The beleaguered film that brings a children’s classic book to the screen finally gets released on October 16th. Innovative director Spike Jones gives life to Where the Wild Things Are and gives the audience the opportunity to put on a wolf costume and partake in the wild rumpus.
Where the Wild Things Are is the story about Max (Max Records), a kid from a broken home who’s having a hard time controlling his anger. His sister and Mother (Catherine Keener) receive the brunt of his outbursts and it’s wearing thin. Mom loses her patience after Max’s latest tantrum and Max takes off running. He finds a boat that takes him across the sea from reality to fantasy and to a strange island who’s primary inhabitants are a group of very large, rather odd monsters. The monsters decide that instead of eating him they would make Max their King. With new friend Carol (the voice of James Gandolfini) by his side Max tries to rule justly but finds the responsibility heavy. Tensions run high among the Wild Things in particular between Carol and KW (the voice of Lauren Ambrose) and Max decides that it’s time to go home to his life and his mom.

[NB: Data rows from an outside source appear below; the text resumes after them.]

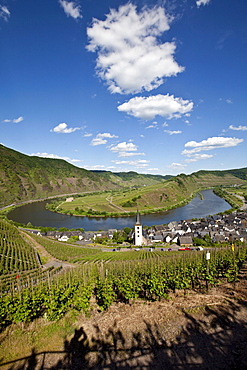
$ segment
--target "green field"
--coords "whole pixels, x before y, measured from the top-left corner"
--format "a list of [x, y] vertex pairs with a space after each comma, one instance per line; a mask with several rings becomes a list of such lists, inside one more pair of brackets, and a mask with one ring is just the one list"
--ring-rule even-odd
[[[88, 312], [92, 298], [105, 310], [114, 302], [168, 299], [170, 292], [178, 289], [205, 292], [222, 281], [236, 281], [247, 260], [244, 243], [235, 245], [234, 250], [231, 245], [215, 248], [206, 260], [204, 252], [103, 252], [98, 247], [84, 248], [34, 234], [27, 234], [27, 243], [23, 231], [1, 219], [0, 230], [0, 261], [4, 265], [0, 276], [1, 330], [37, 318], [56, 321], [71, 311]], [[38, 246], [54, 259], [70, 262], [70, 268], [39, 267], [35, 262]], [[6, 256], [11, 257], [8, 265]]]
[[[230, 174], [179, 175], [150, 186], [75, 196], [73, 201], [50, 204], [48, 208], [56, 212], [86, 216], [134, 215], [137, 208], [142, 214], [155, 213], [184, 205], [200, 190], [243, 183], [245, 180]], [[228, 198], [231, 196], [228, 195]], [[242, 203], [232, 198], [231, 204], [240, 207]]]

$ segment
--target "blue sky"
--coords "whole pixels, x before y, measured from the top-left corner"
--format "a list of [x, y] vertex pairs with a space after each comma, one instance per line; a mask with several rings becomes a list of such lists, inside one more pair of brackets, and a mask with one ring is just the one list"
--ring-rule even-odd
[[0, 143], [89, 170], [246, 167], [246, 0], [0, 0]]

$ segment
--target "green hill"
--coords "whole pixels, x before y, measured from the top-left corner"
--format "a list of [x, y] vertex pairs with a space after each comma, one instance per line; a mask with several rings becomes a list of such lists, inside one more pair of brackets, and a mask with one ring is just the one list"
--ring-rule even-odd
[[[234, 174], [233, 174], [234, 173]], [[241, 185], [246, 183], [247, 169], [231, 171], [199, 171], [191, 175], [180, 174], [169, 180], [149, 186], [88, 194], [72, 202], [63, 202], [59, 211], [77, 215], [127, 215], [138, 208], [142, 214], [166, 211], [188, 202], [203, 189]]]
[[[0, 207], [61, 194], [109, 190], [163, 181], [162, 176], [135, 174], [125, 180], [111, 172], [100, 174], [62, 159], [28, 156], [0, 145]], [[134, 179], [136, 178], [136, 180]]]

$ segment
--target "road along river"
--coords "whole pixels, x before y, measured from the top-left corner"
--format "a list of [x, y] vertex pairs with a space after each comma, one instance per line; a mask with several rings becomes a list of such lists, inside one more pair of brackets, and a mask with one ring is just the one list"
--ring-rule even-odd
[[[224, 212], [231, 206], [222, 198], [213, 193], [212, 190], [201, 192], [203, 197], [197, 195], [188, 204], [178, 207], [168, 212], [143, 215], [141, 222], [143, 225], [161, 225], [170, 221], [187, 220], [191, 218], [201, 218]], [[15, 222], [31, 222], [33, 226], [51, 226], [59, 229], [67, 227], [68, 229], [82, 227], [85, 231], [97, 231], [108, 229], [123, 229], [124, 227], [133, 227], [135, 217], [82, 217], [68, 216], [48, 211], [45, 208], [47, 201], [34, 202], [15, 208], [8, 214], [8, 218]]]

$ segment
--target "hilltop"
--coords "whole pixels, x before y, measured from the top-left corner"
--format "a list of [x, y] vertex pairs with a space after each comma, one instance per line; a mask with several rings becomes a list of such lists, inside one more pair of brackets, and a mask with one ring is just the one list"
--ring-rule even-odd
[[[98, 197], [88, 200], [83, 197], [84, 204], [90, 202], [84, 213], [92, 209], [96, 213], [124, 214], [137, 206], [143, 213], [155, 212], [181, 205], [201, 189], [241, 185], [247, 181], [247, 168], [172, 177], [133, 171], [89, 171], [62, 159], [28, 156], [3, 145], [0, 145], [0, 157], [0, 207], [57, 195], [119, 189], [104, 195], [100, 204]], [[73, 209], [73, 204], [70, 206]]]
[[61, 194], [151, 185], [165, 179], [135, 172], [92, 172], [62, 159], [28, 156], [3, 145], [0, 157], [0, 207]]

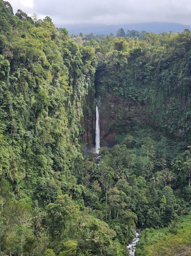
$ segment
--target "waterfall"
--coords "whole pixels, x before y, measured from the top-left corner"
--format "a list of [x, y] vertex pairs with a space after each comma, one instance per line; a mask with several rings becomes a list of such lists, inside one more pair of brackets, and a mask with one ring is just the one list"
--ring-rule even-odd
[[136, 228], [135, 229], [135, 231], [136, 237], [133, 239], [133, 241], [126, 246], [126, 248], [129, 250], [129, 256], [134, 256], [134, 253], [136, 250], [135, 246], [140, 239], [140, 233], [137, 232]]
[[[97, 101], [96, 100], [97, 103]], [[96, 151], [97, 154], [99, 154], [99, 149], [100, 147], [100, 130], [99, 125], [99, 112], [97, 103], [96, 104]]]

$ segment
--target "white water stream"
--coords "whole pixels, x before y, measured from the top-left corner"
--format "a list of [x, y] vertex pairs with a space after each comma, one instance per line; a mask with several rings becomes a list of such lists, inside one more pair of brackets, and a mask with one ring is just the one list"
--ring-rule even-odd
[[136, 229], [135, 229], [135, 231], [136, 236], [136, 237], [134, 238], [133, 241], [130, 244], [129, 244], [127, 246], [127, 248], [128, 249], [129, 251], [129, 256], [134, 256], [134, 253], [136, 250], [135, 246], [140, 239], [140, 234], [137, 232]]
[[[97, 102], [97, 101], [96, 101]], [[99, 112], [97, 104], [96, 104], [96, 151], [97, 154], [99, 155], [100, 147], [100, 130], [99, 125]]]

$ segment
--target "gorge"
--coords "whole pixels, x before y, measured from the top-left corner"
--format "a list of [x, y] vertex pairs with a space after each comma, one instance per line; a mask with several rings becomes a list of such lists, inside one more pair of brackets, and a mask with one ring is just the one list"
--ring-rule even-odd
[[126, 256], [135, 226], [137, 256], [189, 251], [191, 43], [78, 43], [0, 0], [0, 255]]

Let me start by saying I didn’t not like this film. It has some flaws but over all it’s an enjoyable movie. Visually it’s stunning. The Wild Things are right out of the imagination of author Maurice Sendak. Their expressions and movements are wonderfully articulated by the amazing puppeteers from the Henson Workshop. But really, would you expect any less from them? The production design is fantastic. It’s grand in scale and has that childlike sense of awe and wonderment. The Australian locations give it all an other-worldly feel. I should also say how impressed I was with the young star, Max Records. He had some challenges in this film and showed some real maturity as a young actor in facing those challenges.
So here’s what I didn’t like about the film. Firstly the story is extremely dull. There are long scenes of dialogue that go no where. The script focuses primarily on Max’s issues with his absentee father and his frustration over being left behind all the time. Carol mirrors those issues in his impatience for the group to all live together. There are a couple times when you think that maybe the story is shifting to something more interesting like immortality or the death of imagination (similar to The Never Ending Story) or the precariousness of the environment but those never pan out. Secondly the soundtrack by Yeah Yeah Yeah singer Karen Orzolek is intrusive and distracting. Lastly, and this is something I harp on time and time again, the camera work is annoying. It’s a lot of tight shots of heads. As my companion complained “Can I get a wide shot, just one?!” As I mentioned before, the sets were fantastic. I would have loved to seen more of them. It is shot with moving camera but for whatever reason, I didn’t get sick watching this one. Take that for what it’s worth.
I guess when you weigh the pros versus the cons the scale favors the negative side. I think what it comes down to is that I found the story to be such a disappointment. All the visual elements were in place but there was simply no heart to the film. What a shame that is because much like its source material this could have been one for the ages.